Independiente de la brutal realidad que se desprende de las palabras del filósofo (todavía hay gente que se muere –y se mata- de amor) la melancolía de su no poder seguir, revela una irrefutable verdad: la incapacidad de vivir la vida implica morirse en parte. Y es por esto que hoy en día, sin duda, nos hemos vuelto incapaces de vivir –y nos morimos en parte- debido a nuestra fatalidad más próxima: el fanatismo por lo virtual.
Nos hemos vuelto incapaces de vivir –y nos morimos en parte-
debido a nuestra fatalidad más próxima:
el fanatismo por lo virtual
En nuestro confuso y alucinado proceder en Instagram, Facebook, Snapchat, y Twitter, parece configurarse la siguiente cláusula: Lo que no se publica no existe. Lo que implica una confesión –condena- aún más sugerente: Lo que no validan los otros, no importa. Ya la comida no sabe, no nutre, si no se le toma una foto; ya el amor no existe sino se le grita –y echa en cara- al mundo; ya los viajes -esas breves y maravillosas oportunidades para desaparecer- no nos revelan íntimas verdades si los demás no saben dónde nos encontramos. Peor aún, ya las pestañas de los bebés no crecen, ni los fetos giran en las panzas gestantes, si no se le hace saber a todos, que todo , aún lo más natural y obvio, está sucediendo. Hashtag.
Decía Jean Paul Sartre que “el infierno son los otros”, lo leí en el libro de La Historia de la Fealdad de Eco. Me retumbó por días. Y lo interpreté como el desolador panorama que afrontamos cuando nuestra vida pende de la opinión de los demás. De sus preguntas. De sus conclusiones. De sus juicios. De sus conjeturas. Ese gran látigo. Cuando no somos lo que somos sino lo que queremos que las personas crean que somos. No soy yo, es lo que los demás piensan de mí. Tragedia. Me ha pasado. Me seguirá pasando.

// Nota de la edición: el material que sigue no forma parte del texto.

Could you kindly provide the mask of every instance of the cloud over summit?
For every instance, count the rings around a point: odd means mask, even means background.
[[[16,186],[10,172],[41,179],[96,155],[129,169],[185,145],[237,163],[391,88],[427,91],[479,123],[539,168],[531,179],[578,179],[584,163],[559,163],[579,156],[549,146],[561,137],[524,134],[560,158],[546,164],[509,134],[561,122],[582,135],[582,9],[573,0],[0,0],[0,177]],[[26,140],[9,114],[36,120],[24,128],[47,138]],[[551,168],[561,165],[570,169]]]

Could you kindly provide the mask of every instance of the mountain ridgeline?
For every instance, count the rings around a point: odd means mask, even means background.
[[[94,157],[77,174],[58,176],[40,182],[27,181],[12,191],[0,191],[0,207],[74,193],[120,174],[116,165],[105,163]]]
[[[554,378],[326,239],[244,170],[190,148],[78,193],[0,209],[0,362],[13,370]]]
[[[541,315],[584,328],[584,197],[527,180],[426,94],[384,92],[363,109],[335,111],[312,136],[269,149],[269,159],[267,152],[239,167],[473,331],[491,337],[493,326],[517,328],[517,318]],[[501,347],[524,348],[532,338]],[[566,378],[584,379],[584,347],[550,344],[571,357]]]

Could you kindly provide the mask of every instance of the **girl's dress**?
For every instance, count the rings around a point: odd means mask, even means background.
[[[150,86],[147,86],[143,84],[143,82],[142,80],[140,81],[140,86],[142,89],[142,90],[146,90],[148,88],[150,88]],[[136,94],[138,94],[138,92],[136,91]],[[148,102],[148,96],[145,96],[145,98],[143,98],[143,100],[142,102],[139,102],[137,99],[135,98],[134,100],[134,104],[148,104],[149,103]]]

No obstante, el escenario más atroz sucede cuando las redes sociales son utilizadas como estratégicas tecnologías de persecución de los otros. Doble infierno. Cuando creemos saber de los demás por lo que publican y validan (like) y he ahí la hiriente estafa: nadie publica tristeza sincera, ni lagañas de mañana. Tampoco le permitimos a ese infierno -que son los demás- saber de las dudas irremediables, de la angustia que provoca la vida, y mucho menos, de nuestras urgencias económicas. Todo es fortuna, provecho, bendiciones, pasiones eternas y grandes proyectos. Falso. Somos luz en tanto nos permitimos obscuridad. Cierta obscuridad no publicable. Virtualidad: lo que parece real no lo es.
No vale la pena perderse el espectáculo
que a diario nos ofrece la vida: ella misma
Hace unos días sentí cierta extrañeza cuando comprobé que alguien dejó de “seguirme” (en otras versiones más crudas de “perseguirme”). Le pregunté la razón, fue muy clara: “Cerré Instagram, necesitaba concentrarme”. Me dejó pensando y concluí: no vale la pena. No vale la pena perderse la vida por andar merodeando la capacidad propia de satisfacer a los demás. No vale la pena tratar de encontrarme en lo que los otros piensan de mí. De paso, no vale la pena perderse el espectáculo que a diario nos ofrece la vida: ella misma. Ese espectáculo, que el lamento en que se ha convertido Savater, ya no puede apreciar; esa maravilla que Sara se llevó consigo.
No renunciemos a vivir por un precio tan escaso.